Multi-dimensional analytics – This is where you take multiple variables and look at how they are related in different combinations to one another. It is used to compare data sets and come up with conclusions that cannot be drawn from a single variable alone. It can also be used to give insights into various aspects of the subject matter (e.g., putting all the different data sets together will let you see how all of them are related).
Data mining through association rules – This type of data mining is used for discovering patterns (i.e., discovering correlations) in large data sets and grouping different variables together so that a pattern emerges from them. It can be thought of as looking at a jigsaw puzzle where you have each piece but not the order in which they go into place relative to one another. The pieces are different attributes of one entity, i.e. the jigsaw puzzle is data, and the pieces associated with different attributes are the entities (e.g., when you put a few different types of books into a category, there is an association between them and it makes sense to think of them as belonging together).
Predictive modeling – Predictive modeling is a form of mining data where one variable can be used to predict another variable based on how it changes over time (e.g., using the quarterly sales in an electronics store to predict next year’s sales). There are also more advanced versions of this where one variable can be used to predict many different other variables at the same time. It is used for a variety of purposes (e.g. to create sales forecasts, predicting certain aspects of financial performance, projecting returns, etc.).

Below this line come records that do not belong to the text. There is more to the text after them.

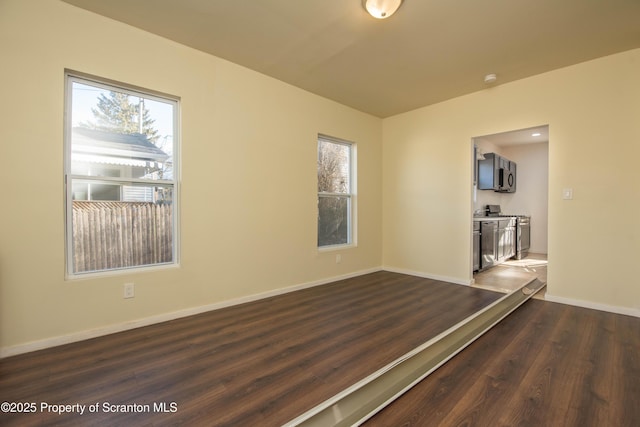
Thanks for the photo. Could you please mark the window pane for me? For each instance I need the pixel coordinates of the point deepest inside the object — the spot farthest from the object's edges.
(118, 234)
(119, 168)
(333, 220)
(117, 134)
(333, 167)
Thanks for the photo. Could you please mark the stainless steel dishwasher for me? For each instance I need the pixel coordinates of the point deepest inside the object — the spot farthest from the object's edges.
(476, 245)
(488, 239)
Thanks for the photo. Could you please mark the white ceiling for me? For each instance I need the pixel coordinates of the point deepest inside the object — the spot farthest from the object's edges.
(429, 51)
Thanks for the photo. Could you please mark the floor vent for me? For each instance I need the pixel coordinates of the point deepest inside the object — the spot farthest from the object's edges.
(356, 404)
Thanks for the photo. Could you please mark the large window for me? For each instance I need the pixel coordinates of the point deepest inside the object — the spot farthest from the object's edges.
(335, 192)
(120, 176)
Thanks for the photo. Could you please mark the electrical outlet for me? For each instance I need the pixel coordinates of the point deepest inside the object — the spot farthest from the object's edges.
(129, 290)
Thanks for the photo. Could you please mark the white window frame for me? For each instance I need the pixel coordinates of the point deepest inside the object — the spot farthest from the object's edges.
(107, 84)
(350, 196)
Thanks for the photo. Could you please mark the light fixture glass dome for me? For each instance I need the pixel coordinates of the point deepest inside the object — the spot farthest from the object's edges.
(381, 9)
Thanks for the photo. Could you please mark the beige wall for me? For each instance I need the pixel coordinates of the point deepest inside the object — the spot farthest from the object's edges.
(248, 209)
(248, 189)
(593, 112)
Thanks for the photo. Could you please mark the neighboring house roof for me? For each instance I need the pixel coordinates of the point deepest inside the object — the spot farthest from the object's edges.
(97, 146)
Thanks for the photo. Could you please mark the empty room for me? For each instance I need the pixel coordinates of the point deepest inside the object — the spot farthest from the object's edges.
(362, 212)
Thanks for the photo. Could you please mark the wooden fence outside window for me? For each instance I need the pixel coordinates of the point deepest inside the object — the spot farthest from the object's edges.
(112, 235)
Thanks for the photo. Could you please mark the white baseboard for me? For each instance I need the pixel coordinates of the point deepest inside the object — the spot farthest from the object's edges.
(627, 311)
(455, 280)
(164, 317)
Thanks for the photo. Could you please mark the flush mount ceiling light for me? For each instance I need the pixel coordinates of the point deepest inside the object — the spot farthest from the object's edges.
(490, 78)
(381, 9)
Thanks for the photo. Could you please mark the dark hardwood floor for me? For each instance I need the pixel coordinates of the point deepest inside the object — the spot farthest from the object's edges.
(544, 365)
(256, 364)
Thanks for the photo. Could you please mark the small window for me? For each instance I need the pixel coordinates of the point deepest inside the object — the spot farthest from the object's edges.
(120, 176)
(335, 192)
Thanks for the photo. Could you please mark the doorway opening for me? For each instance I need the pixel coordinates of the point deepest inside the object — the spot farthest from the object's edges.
(506, 254)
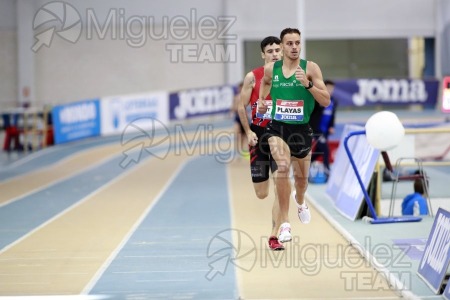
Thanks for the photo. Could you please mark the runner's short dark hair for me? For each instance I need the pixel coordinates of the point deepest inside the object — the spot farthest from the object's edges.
(287, 31)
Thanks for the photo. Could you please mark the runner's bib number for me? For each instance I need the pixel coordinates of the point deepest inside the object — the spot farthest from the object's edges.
(287, 110)
(268, 114)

Data mining through Causal Inference – This is using statistics to determine cause and effect relationships between different variables based on the behavior that occurs in the data set (e.g., creating a prediction model for company profitability). It can be thought of as what if? scenarios that show how one variable affects another based on their likelihood of occurring over time.
Data mining through a process – This type of data mining is similar to causal inference, but it involves a specific action that has been taken (or not) based on the outcome of that action. It can be thought of as an association between two variables that occurs due to a process (e.g., associating a customer’s purchase activity with their behavior on social networking sites).